There is no surefire way to win a Social Security disability claim, but there are things you can do to help your chances. First, read up on how the appeals process works.
After every decision, you have only 60 days to submit your appeal in writing. If you wait more than 60 days to request an appeal, your appeal will probably be dismissed. At the first three levels of appeal (reconsideration, ALJ hearing, and Appeals Council review), you must file your appeal by submitting specific forms. You can find these forms on the SSA website or by stopping in to your local Social Security office.
The Social Security forms for appealing a decision give you only a few lines to write your explanation on why you think the decision was wrong, but you should feel free to write the phrase "see attached page" on the form and submit a letter along with the form that carefully outlines the problems you see with the decision.
The denial letter you received from the SSA that denied your eligibility for benefits will include an "explanation of determination," which is sometimes called the "disability determination rationale."

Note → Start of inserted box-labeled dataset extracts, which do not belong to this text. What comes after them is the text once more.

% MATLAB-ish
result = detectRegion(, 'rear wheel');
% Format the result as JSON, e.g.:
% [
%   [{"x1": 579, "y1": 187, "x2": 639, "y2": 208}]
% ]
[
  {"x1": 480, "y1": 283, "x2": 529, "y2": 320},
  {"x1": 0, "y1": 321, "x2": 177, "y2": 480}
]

This explanation of determination will include issues such as what sources the SSA used to evaluate your claim, why the SSA denied your claim, what impairments the SSA evaluated, and a description of your medical condition. If anything is incorrect or missing in your explanation of determination, include this in your letter to the SSA. Also submit any statements, records, or other information that makes your claim stronger.

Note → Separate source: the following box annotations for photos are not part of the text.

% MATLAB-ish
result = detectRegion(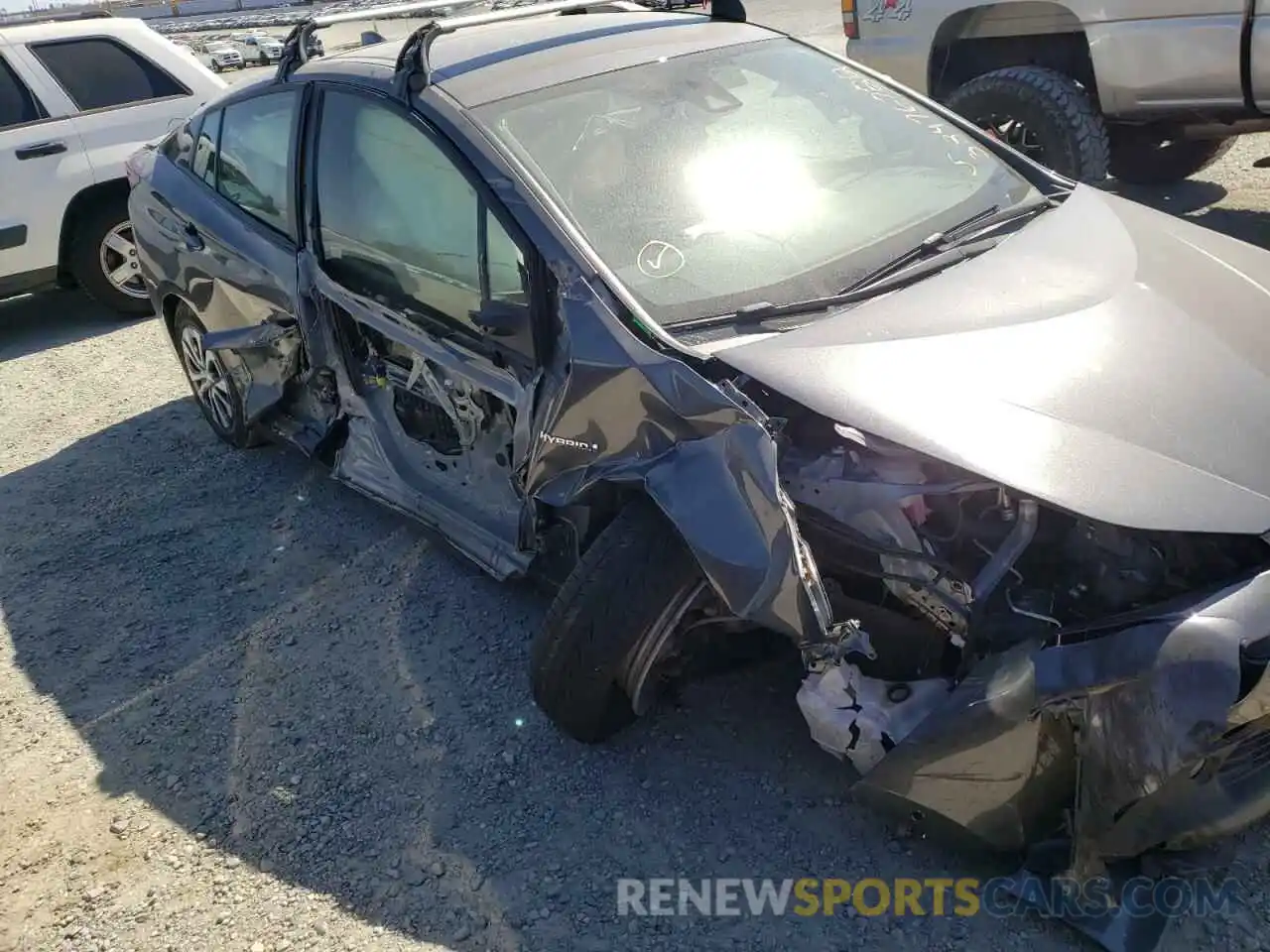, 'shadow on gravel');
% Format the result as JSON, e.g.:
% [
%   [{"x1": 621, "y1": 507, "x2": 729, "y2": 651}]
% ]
[
  {"x1": 0, "y1": 401, "x2": 1021, "y2": 949},
  {"x1": 0, "y1": 291, "x2": 147, "y2": 363}
]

For more on appeals letters, see How to Write a Successful Disability Appeal Letter, on Nolo.com.
You should ask your doctor for a supportive statement detailing what you can and cannot do and how your condition prevents you from working. These types of statements may have little effect on a Social Security disability or SSI disability claim at the initial claim or first appeal level, but at the disability hearing level, such statements can actually win the case, provided they are strong enough and are backed up by the objective medical evidence contained in the same doctor's office notes. If your doctor supports you and is willing to fill out an eight-page form for you, it's best if your doctor fill outs the SSA's RFC assessment form. Call your Social Security office and ask them for the form.

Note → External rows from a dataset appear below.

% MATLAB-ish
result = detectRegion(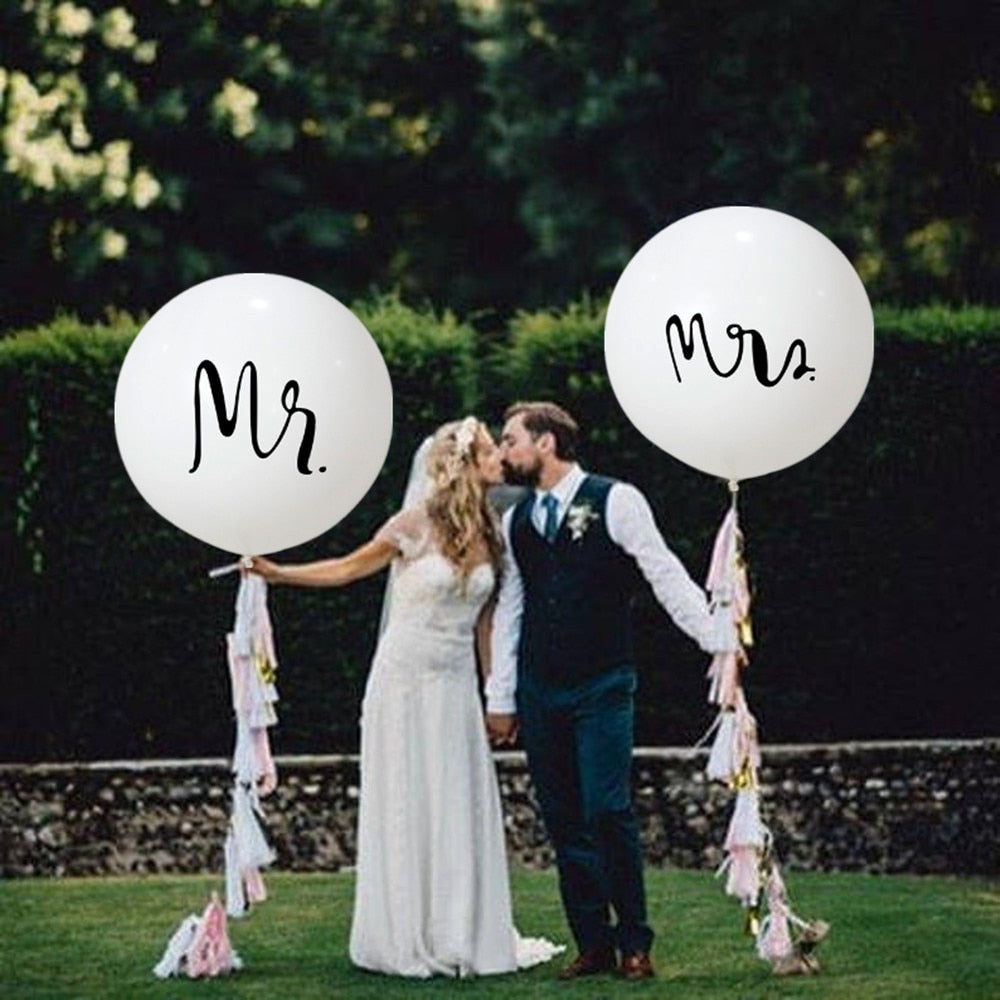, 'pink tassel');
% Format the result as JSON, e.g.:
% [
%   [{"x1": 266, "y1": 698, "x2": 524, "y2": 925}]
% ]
[
  {"x1": 187, "y1": 892, "x2": 236, "y2": 979},
  {"x1": 757, "y1": 865, "x2": 794, "y2": 962},
  {"x1": 734, "y1": 688, "x2": 760, "y2": 771}
]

If your doctor is not as helpful as you'd like, see Filing for Disability Without a Doctor's Support or Approval.
You should be completely honest at any level of appeal when giving information about your impairments and the limitations your impairments cause. For example, some people may be embarrassed to disclose their psychiatric problems, but those impairments need to be considered as well, as they may have an effect on your disability determination. While you also should not be melodramatic and exaggerate your issues, do not be ashamed to admit the difficulties your impairments have caused you.
The disability appeals process can be a complicated and confusing maze. You have the right to hire someone -- either a disability lawyer or a nonlawyer representative -- to help you with your claim and appeal, and it is common for people to do that. While you can certainly win a disability appeals case on your own if you have a strong medical case, people are more likely to be successful with their claim if they have an expert representing them through this process.